Another reason can be because big projects seem overwhelming; so-much-so that you don’t know where to start. And because the end seems so unreachable, you try and avoid the project until it can’t be put off anymore.

Or maybe you are an individual that thrives under pressure (and drama) – so you purposefully put off the project so that you can get that pressure-fix.

No matter the reason why you procrastinate – there are strategies you can use to combat this tendency.


Clear uses Victor Hugo as an example:

By the summer of 1830, Victor Hugo was facing an impossible deadline. Twelve months earlier, the famous French author had made an agreement with his publisher that he would write a new book titled, The Hunchback of Notre Dame.

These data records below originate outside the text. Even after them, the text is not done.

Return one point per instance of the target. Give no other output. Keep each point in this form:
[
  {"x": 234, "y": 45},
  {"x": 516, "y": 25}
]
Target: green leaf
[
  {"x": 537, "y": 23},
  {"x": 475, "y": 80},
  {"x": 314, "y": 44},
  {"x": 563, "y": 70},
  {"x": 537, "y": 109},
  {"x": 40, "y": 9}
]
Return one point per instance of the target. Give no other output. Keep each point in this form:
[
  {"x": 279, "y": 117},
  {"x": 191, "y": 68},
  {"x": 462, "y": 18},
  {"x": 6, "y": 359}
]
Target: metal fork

Instead of writing the book, Hugo spent the next year pursuing other projects, entertaining guests, and delaying his work on the text. Hugo’s publisher had become frustrated by his repeated procrastination and responded by setting a formidable deadline. The publisher demanded that Hugo finish the book by February of 1831—less than 6 months away.

Hugo developed a plan to beat his procrastination. He collected all of his clothes, removed them from his chambers, and locked them away. He was left with nothing to wear except a large shawl. Lacking any suitable clothing to go outdoors, Hugo was no longer tempted to leave the house and get distracted. Staying inside and writing was his only option.

The strategy worked. Hugo remained in his studyeach day and wrote furiously during the fall and winter of 1830. The Hunchback of Notre Dame  was published two weeks early on January  14, 1831.

James Clear
The Akrasia Effect: Why We Don’t Follow Through on What We Set Out to Do and What to Do About It

Using Hugo’s method as inspiration, here are three ways you can beat the Akrasia-effect:

#1 “Commitment device”

Victor Hugo locked his clothes away so that he could just write and this is known as a “commitment device”.

Clear defines it as strategies that help improve behaviour by increasing obstacles, or costs, or making it simpler to do the “right” thing. If you for example – go on social media as a form of distraction and procrastination, deleting apps or disconnecting from the internet could be a “commitment device”. If snacking distracts you, you can lock away your snacks in a different room, away from your workspace – as a “commitment device”.

Another one that many of us are typically a ‘victim’ of in the workplace is email…try establishing a set period of the day when you close your Email Provider completely and focus on your important work tasks for a couple of hours, without the distraction of incoming mails.

Whatever enables you to procrastinate – make it difficult to come by (whether financially/physically) …

#2 Prepare for an easy start

Procrastination goes hand-in-hand with guilt and frustration. Actually just doing the big project is less painful (if you take it moment-for-moment). Just force yourself to start – even if it is something small. If it is writing something start with headings, the first paragraph or even the conclusion. Just start somewhere. If you tackle bite-sizes, you’ll soon have a whole chunk finished and in no time the whole project will be signed-off.

#3 Use Implementation Checklists

Have a checklist of what you plan to have done or have completed – and be specific with dates and times. By having deadlines and checklists – you are three to four times more likely to get a move on and stop procrastinating, than if the deadlines are vague. Put a specific date to each section of the project as well, being realistic; and stick to those dates. This will help make the project manageable and it will decrease the likeliness of you procrastinating.

So do that big project now, using the three strategies above – your future self will thank you for it!